= John Brinsley the Younger =

English nonconforming clergyman

John Brinsley the Younger (1600 – 22 January 1665) was an English nonconforming clergyman, who was ejected in 1662.

==Life==
He was born at Ashby-de-la-Zouch, Leicestershire, son of John Brinsley the Elder. Having been taught by his father, he was admitted to Emmanuel College, Cambridge, at the age of thirteen years and a half. He attended his maternal uncle, Joseph Hall, then dean of Worcester, at the synod of Dort (1618–19), as his amanuensis. On his return to Cambridge he was elected to a scholarship in his college, and took his degrees (B.A. 1619, M.A. 1623).

After being ordained he preached first at Preston, near Chelmsford. In 1625 he was appointed by the corporation of Great Yarmouth their minister. The dean and chapter of Norwich, claiming the right of nomination, disputed the appointment, and he was summoned before the high court of commission at Lambeth. At mid-summer 1627 dismissed from his ministerial function in Yarmouth church, by a decree in chancery, given upon a certificate made by Archbishop William Laud. He continued, however, to preach in the town, in what was then the Dutch chapel. The corporation meanwhile persevered in their struggle with the bishop and the court in his behalf, till in 1632 the king in council forbade his officiating at Yarmouth altogether, committed to prison four persons including Miles Corbet, then recorder of the town, for abetting him.

Brinsley after this exercised his pastoral duties in Lothingland, and, through the interest of Sir John Wentworth of Somerleyton Hall, was appointed to the cure of the parish of Somerleyton. In 1642 Brinsley was again chosen one of the town preachers at Yarmouth, and was one of the investigators of the 1645 witch-hunt in the town, and it is said that in 1650 he occupied the north aisle of the church with the Presbyterians, while William Bridge with the Congregationalists was in possession of the chancel, and the south aisle, with the nave, was left to the prayer book minister. Service in all these was performed simultaneously, the corporation having divided the building for the purpose in 1650.
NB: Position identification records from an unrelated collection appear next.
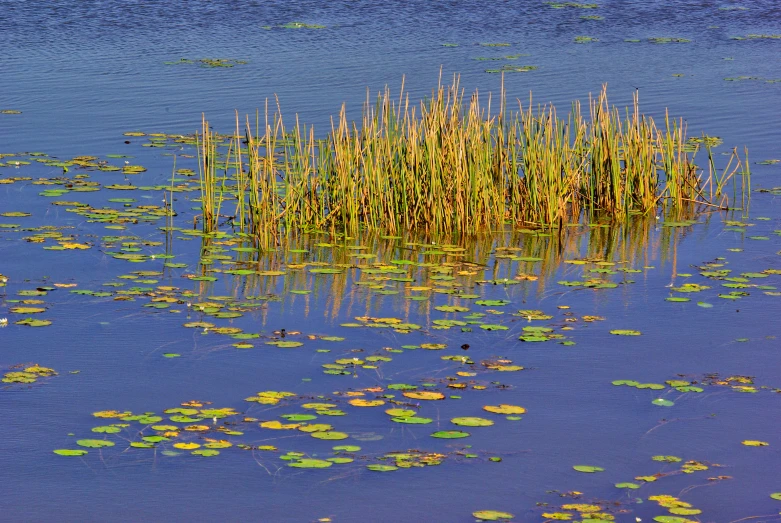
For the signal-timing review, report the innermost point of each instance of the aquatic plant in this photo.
(450, 165)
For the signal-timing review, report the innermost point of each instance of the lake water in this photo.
(83, 74)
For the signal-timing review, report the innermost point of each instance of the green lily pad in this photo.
(311, 464)
(94, 443)
(73, 452)
(589, 469)
(472, 422)
(450, 434)
(381, 468)
(329, 435)
(625, 332)
(492, 515)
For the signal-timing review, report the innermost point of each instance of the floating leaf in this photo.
(472, 422)
(94, 443)
(450, 434)
(492, 515)
(588, 468)
(382, 468)
(73, 452)
(505, 409)
(329, 435)
(311, 464)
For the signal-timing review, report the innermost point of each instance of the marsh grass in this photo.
(450, 164)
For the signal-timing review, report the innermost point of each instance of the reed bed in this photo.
(451, 165)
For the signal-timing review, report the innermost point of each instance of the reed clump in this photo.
(451, 165)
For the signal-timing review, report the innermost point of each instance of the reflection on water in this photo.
(83, 73)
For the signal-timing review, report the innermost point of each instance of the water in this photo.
(84, 73)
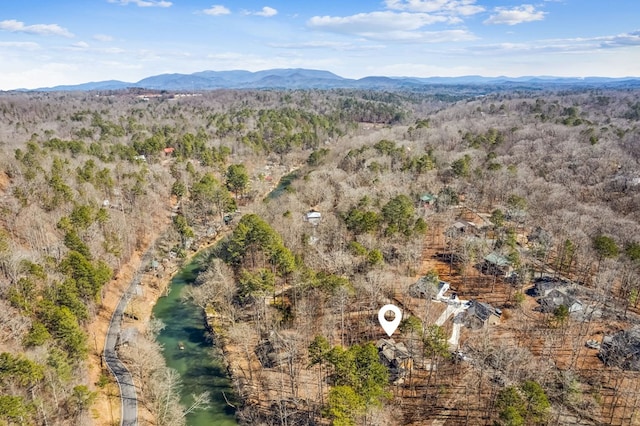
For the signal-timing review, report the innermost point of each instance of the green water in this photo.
(201, 370)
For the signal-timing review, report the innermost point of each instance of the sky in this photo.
(45, 43)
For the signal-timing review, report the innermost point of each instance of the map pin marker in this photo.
(389, 326)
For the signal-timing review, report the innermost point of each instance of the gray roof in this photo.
(622, 349)
(497, 259)
(482, 310)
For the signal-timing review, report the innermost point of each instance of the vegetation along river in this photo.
(189, 350)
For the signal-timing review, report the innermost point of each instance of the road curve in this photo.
(128, 396)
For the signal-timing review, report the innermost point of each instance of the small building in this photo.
(428, 200)
(553, 292)
(557, 297)
(396, 357)
(496, 264)
(622, 349)
(313, 217)
(427, 288)
(480, 315)
(462, 227)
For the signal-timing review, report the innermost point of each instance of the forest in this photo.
(503, 223)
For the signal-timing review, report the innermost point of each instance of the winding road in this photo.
(128, 396)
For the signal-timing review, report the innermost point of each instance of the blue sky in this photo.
(45, 43)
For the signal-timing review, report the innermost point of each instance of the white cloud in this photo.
(454, 7)
(216, 10)
(143, 3)
(14, 26)
(80, 45)
(267, 12)
(374, 22)
(588, 45)
(423, 36)
(332, 45)
(516, 15)
(20, 45)
(103, 37)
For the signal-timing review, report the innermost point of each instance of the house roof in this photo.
(391, 350)
(558, 297)
(497, 259)
(482, 310)
(622, 349)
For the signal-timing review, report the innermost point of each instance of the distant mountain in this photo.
(299, 78)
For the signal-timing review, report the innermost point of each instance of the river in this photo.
(199, 364)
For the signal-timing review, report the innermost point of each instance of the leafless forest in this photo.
(525, 202)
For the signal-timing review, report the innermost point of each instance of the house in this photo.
(426, 287)
(544, 285)
(496, 264)
(428, 200)
(479, 315)
(313, 217)
(396, 357)
(461, 227)
(553, 292)
(558, 297)
(622, 349)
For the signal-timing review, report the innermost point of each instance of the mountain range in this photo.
(298, 78)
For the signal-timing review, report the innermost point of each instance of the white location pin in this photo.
(389, 326)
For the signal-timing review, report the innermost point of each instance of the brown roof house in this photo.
(396, 357)
(496, 264)
(480, 314)
(552, 293)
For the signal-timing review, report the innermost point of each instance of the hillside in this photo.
(492, 194)
(297, 78)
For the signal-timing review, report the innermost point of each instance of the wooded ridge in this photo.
(523, 202)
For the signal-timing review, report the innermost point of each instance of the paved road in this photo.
(128, 396)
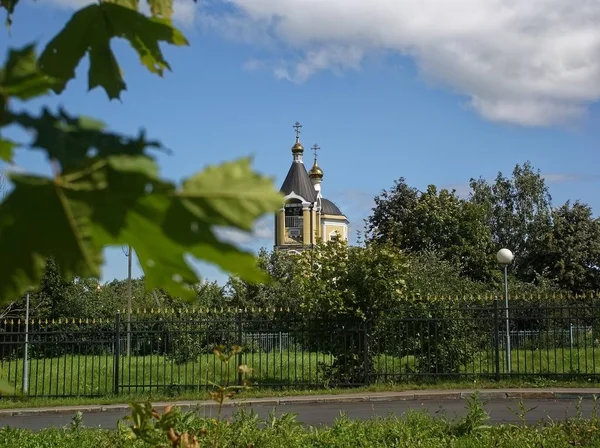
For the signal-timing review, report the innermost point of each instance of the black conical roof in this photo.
(329, 208)
(297, 181)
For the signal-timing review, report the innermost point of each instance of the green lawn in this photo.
(94, 375)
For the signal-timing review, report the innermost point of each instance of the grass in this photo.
(90, 379)
(247, 430)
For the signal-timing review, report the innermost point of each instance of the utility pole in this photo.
(129, 292)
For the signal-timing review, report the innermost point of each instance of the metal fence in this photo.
(171, 352)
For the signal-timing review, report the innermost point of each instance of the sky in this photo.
(435, 91)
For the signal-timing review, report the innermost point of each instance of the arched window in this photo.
(293, 219)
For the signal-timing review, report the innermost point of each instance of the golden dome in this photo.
(297, 148)
(316, 172)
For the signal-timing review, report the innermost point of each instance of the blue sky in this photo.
(386, 88)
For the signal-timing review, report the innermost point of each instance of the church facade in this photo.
(306, 216)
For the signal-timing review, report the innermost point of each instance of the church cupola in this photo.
(316, 173)
(297, 149)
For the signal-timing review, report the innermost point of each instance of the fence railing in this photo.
(170, 352)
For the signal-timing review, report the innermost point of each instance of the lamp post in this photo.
(506, 257)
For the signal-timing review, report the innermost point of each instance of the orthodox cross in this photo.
(315, 148)
(297, 127)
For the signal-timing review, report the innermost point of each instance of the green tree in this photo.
(433, 220)
(572, 254)
(344, 289)
(106, 188)
(519, 216)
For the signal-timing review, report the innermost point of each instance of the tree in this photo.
(106, 188)
(344, 289)
(519, 216)
(433, 220)
(572, 254)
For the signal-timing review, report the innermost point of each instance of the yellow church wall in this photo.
(329, 228)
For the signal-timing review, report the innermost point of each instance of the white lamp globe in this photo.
(505, 256)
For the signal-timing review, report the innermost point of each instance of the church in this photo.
(306, 216)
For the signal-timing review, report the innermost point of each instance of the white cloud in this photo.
(532, 63)
(184, 11)
(262, 231)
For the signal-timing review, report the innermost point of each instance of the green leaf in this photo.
(21, 76)
(230, 194)
(161, 8)
(91, 29)
(9, 5)
(141, 211)
(6, 149)
(6, 388)
(38, 219)
(71, 140)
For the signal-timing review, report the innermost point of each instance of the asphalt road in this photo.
(326, 413)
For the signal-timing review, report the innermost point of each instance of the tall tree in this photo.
(434, 220)
(519, 215)
(572, 254)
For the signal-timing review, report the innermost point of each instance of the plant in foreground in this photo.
(159, 430)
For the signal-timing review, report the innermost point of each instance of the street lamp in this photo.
(506, 257)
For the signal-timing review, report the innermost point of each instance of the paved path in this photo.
(326, 413)
(314, 410)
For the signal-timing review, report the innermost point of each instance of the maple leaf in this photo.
(71, 140)
(138, 209)
(6, 149)
(9, 5)
(91, 30)
(161, 8)
(230, 194)
(21, 76)
(37, 219)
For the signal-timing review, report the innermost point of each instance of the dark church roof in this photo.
(298, 181)
(329, 208)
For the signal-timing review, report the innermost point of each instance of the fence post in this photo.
(240, 343)
(571, 336)
(366, 362)
(117, 353)
(497, 338)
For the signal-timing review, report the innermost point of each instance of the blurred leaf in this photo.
(90, 31)
(6, 149)
(9, 5)
(230, 194)
(21, 76)
(72, 140)
(38, 219)
(161, 8)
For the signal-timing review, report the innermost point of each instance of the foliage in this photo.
(106, 188)
(572, 250)
(433, 220)
(154, 429)
(415, 428)
(518, 214)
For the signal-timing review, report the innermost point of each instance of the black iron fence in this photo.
(171, 352)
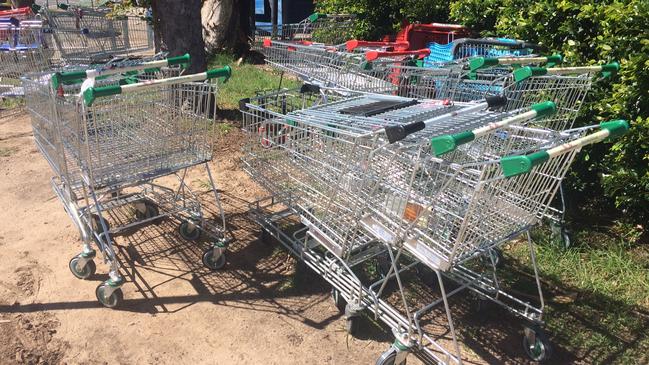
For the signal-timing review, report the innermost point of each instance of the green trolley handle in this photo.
(93, 93)
(444, 144)
(525, 73)
(517, 165)
(478, 63)
(75, 77)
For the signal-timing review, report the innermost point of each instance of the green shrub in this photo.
(587, 32)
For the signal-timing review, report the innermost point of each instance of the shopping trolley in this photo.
(480, 47)
(324, 28)
(107, 145)
(332, 67)
(21, 50)
(467, 194)
(414, 36)
(85, 36)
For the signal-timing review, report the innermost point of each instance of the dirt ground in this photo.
(254, 311)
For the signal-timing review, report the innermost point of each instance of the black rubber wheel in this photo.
(389, 357)
(210, 263)
(497, 256)
(352, 324)
(338, 299)
(87, 271)
(183, 230)
(96, 224)
(150, 211)
(538, 349)
(111, 301)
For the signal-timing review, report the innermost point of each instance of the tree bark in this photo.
(226, 25)
(178, 30)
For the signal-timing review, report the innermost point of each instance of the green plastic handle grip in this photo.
(445, 144)
(93, 93)
(315, 16)
(73, 77)
(179, 60)
(225, 72)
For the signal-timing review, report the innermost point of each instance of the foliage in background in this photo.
(377, 18)
(246, 80)
(588, 32)
(604, 177)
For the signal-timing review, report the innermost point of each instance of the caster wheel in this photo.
(85, 272)
(109, 301)
(389, 358)
(338, 299)
(265, 237)
(96, 224)
(187, 233)
(383, 265)
(351, 325)
(150, 211)
(536, 344)
(494, 254)
(210, 262)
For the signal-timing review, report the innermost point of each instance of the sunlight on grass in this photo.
(246, 80)
(606, 315)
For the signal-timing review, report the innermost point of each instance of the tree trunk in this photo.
(226, 25)
(22, 3)
(178, 30)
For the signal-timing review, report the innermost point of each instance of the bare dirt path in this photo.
(255, 311)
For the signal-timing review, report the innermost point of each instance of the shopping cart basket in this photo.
(107, 146)
(517, 196)
(93, 36)
(481, 47)
(324, 28)
(333, 67)
(21, 51)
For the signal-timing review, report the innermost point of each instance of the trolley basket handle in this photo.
(477, 63)
(606, 70)
(355, 43)
(373, 55)
(523, 164)
(444, 144)
(396, 133)
(93, 93)
(74, 77)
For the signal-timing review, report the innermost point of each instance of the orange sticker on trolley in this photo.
(412, 212)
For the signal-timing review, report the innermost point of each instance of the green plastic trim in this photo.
(544, 109)
(400, 346)
(93, 93)
(179, 60)
(517, 165)
(115, 283)
(445, 144)
(67, 78)
(482, 62)
(554, 60)
(524, 73)
(610, 69)
(88, 255)
(315, 16)
(617, 128)
(129, 80)
(224, 72)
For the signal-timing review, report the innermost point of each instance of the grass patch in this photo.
(246, 80)
(605, 319)
(11, 103)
At the Restoration and the Act of Uniformity 1662 he was ejected for refusing the terms of conformity. He died on 22 January 1665, and he was buried in St. Nicholas's Church, Yarmouth, with several others of the family.

==Works==
Brinsley published many treatises and sermons, including:

- The Healing of Israels breaches, London, 1642.
- Church Reformation tenderly handled in four sermons, London, 1643.
- The doctrine and practice of Pædo-baptisme asserted and vindicated, London, 1645.
- Stand Still; or, a Bridle for the Times, London, 1647 and 1652.
- Two Treatises: the One handling the Doctrine of Christ's Mediatorship. The other of Mystical Implantation, 2 parts, London, 1651–2.
- The Mystical Brasen Serpent, with the Magnetical Vertue thereof; or, Christ exalted upon the Cross, 2 parts, London, 1653.
- Two Treatises: I. The Saints Communion with Jesus Christ. II. Acquaintance with God, London, 1654.
- Two Treatises: I. A Groan for Israel; or, the Churches Salvation (temporall, spirituall), the desire and joy of Saints'; II. Περιφέρεια. The Spirituall Vertigo, or Turning Sickness of Soul-Unsettlednesse in matters of Religious Concernment, 2 parts, London, 1655.
- Gospel Marrow, the great God giving himself for the sons of men; or, the sacred Mystery of Redemption by Jesus Christ, with two of the ends thereof, justification and sanctification, doctrinally opened, and practically applied, 2 parts, London, 1659.